Miles Mogulescu has an important article in the Huffington Post today that lays out the many reasons why money in politics is still a huge problem, despite the fact that some of the biggest spenders in the 2012 elections didn’t get the outcome they wanted.

Here are a few key excerpts:

Since the 2012 elections — the most expensive in history at a cost of $6 billion — there has been a growing media narrative that because Sheldon Adelson’s millions and Karl Rove’s super PACs didn’t defeat Barack Obama or create a Republican Senate, money in politics and post-Citizens United super PACs really aren’t such a big deal…

To which I respond, “Bullsh*t!” The outsized influence of money in politics pre-selects the candidates of both parties, defines and delimits the range of issues and circumscribes what elected officials even attempt to accomplish once in office. Money in politics remains the greatest danger to government of, by, and for the people, and the 2012 elections only made a bad situation worse….

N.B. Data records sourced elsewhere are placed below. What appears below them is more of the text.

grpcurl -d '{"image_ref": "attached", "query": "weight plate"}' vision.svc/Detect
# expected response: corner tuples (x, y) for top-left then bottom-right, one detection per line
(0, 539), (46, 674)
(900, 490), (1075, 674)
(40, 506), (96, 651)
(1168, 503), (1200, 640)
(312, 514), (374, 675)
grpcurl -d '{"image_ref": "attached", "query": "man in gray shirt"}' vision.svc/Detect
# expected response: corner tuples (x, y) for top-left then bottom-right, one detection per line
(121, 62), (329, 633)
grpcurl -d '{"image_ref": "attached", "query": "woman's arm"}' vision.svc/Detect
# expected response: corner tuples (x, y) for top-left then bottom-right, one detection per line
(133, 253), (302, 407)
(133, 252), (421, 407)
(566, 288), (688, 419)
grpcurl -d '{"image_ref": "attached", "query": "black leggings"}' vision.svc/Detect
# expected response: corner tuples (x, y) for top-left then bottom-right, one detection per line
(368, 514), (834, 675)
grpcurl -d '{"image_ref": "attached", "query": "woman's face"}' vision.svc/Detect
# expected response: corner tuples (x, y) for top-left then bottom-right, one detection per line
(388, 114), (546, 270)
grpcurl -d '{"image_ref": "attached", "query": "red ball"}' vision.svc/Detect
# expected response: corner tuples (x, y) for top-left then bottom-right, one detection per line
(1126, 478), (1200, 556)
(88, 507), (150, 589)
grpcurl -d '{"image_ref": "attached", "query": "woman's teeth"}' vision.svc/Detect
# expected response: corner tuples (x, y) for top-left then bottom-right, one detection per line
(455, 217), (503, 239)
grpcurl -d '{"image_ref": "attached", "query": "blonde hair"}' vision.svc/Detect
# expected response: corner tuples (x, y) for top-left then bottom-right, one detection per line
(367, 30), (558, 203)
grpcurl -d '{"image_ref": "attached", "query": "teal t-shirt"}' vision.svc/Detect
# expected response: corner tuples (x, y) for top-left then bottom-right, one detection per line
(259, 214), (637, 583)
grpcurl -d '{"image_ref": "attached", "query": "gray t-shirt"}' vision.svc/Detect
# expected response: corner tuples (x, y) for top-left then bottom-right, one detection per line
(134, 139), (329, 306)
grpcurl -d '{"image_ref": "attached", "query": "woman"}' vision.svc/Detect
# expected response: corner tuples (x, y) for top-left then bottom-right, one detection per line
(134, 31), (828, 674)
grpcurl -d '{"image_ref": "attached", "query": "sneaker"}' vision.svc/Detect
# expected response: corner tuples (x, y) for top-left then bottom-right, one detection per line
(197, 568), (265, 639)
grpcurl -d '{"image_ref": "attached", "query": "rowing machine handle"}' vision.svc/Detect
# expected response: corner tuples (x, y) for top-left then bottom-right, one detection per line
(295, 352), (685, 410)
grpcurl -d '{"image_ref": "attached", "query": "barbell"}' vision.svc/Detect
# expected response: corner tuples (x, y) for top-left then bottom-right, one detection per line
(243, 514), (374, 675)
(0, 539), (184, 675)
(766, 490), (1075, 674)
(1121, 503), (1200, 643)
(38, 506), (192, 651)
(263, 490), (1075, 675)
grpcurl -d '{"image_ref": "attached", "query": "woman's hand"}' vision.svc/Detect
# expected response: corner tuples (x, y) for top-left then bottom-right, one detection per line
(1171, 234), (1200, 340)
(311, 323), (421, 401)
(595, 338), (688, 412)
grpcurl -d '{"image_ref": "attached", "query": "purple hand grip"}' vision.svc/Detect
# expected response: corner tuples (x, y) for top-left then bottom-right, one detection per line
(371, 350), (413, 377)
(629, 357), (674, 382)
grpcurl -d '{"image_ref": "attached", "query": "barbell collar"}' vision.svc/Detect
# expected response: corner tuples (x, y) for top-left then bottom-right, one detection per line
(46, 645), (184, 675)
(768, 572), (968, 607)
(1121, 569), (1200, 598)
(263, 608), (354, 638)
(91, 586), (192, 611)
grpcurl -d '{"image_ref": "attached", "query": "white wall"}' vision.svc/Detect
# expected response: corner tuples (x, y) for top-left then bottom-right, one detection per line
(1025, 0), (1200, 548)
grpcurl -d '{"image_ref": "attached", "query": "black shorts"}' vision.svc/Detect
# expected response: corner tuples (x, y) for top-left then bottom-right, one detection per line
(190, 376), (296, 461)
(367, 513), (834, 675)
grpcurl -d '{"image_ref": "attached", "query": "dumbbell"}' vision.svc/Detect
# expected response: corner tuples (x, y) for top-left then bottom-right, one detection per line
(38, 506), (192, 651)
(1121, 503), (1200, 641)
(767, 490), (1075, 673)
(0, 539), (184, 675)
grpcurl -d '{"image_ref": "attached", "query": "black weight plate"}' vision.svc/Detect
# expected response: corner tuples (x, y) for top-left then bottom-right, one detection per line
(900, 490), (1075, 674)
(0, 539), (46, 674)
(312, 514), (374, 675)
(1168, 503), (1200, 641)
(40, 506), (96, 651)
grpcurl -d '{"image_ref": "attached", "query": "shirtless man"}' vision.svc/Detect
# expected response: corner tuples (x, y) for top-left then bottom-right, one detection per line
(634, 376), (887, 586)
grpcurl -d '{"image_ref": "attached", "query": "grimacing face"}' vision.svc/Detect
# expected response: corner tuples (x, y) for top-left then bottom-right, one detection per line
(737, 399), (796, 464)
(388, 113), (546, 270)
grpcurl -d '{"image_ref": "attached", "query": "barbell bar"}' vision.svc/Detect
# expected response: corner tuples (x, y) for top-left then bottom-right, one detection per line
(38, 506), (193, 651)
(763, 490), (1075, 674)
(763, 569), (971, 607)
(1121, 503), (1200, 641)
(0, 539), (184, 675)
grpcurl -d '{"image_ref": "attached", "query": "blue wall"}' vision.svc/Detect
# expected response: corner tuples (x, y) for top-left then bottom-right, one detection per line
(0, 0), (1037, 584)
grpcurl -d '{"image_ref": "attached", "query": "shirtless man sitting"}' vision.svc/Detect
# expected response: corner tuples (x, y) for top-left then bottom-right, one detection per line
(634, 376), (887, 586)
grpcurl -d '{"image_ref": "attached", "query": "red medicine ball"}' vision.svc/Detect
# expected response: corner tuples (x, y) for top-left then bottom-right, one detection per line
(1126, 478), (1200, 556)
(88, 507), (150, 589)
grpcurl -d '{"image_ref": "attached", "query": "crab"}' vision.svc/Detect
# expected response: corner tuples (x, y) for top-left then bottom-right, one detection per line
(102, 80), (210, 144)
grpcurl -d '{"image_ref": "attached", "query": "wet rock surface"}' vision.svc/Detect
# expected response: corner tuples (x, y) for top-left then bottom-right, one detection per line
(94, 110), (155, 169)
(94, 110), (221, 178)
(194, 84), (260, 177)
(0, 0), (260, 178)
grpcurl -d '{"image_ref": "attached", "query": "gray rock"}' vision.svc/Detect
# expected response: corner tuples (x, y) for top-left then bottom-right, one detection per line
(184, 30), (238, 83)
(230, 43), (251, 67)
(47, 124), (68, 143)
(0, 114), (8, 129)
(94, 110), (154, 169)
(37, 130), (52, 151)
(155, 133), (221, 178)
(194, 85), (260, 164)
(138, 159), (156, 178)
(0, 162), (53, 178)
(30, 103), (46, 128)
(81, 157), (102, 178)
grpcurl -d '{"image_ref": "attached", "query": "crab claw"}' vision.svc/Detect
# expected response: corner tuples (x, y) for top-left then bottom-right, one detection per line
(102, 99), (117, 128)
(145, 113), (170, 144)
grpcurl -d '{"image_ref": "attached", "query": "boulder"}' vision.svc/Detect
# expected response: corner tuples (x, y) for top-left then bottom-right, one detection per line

So some media commentators may think that 2012 proved that money in politics doesn’t matter all that much. But the millionaires, billionaires and corporations in the class that invests in politicians, and the consultants who advise them clearly think it matters a whole lot…

One of the things they know is that the extravagant costs of running for election, and the need for members of both parties to raise huge sums of money from the richest Americans, means that neither party will carry out, or even debate, policies which threaten the plutocracy….

Unless the pervasive influence of big money in elections is ended, America will never be able to solve its biggest pressing problems, whether climate change, debt, taxes, financial regulation, education, or health care, energy, or the environment….

In addition to defining the narrow limits of political debate and available solutions to America’s biggest problems, the outsized influence of money in politics continues to have other nefarious effects. Long before election campaigns, the “money primary” defines who can even run for office. If a potential candidate can’t raise large sums early, forget even trying….

The full article, available here, is excellent reading.  Among other points, it covers the impact of big money preventing action on economic justice and climate change, and how it’s led to control of the House of Representatives by a party supported by a minority of voters.

Thanks, Miles, for making these important arguments.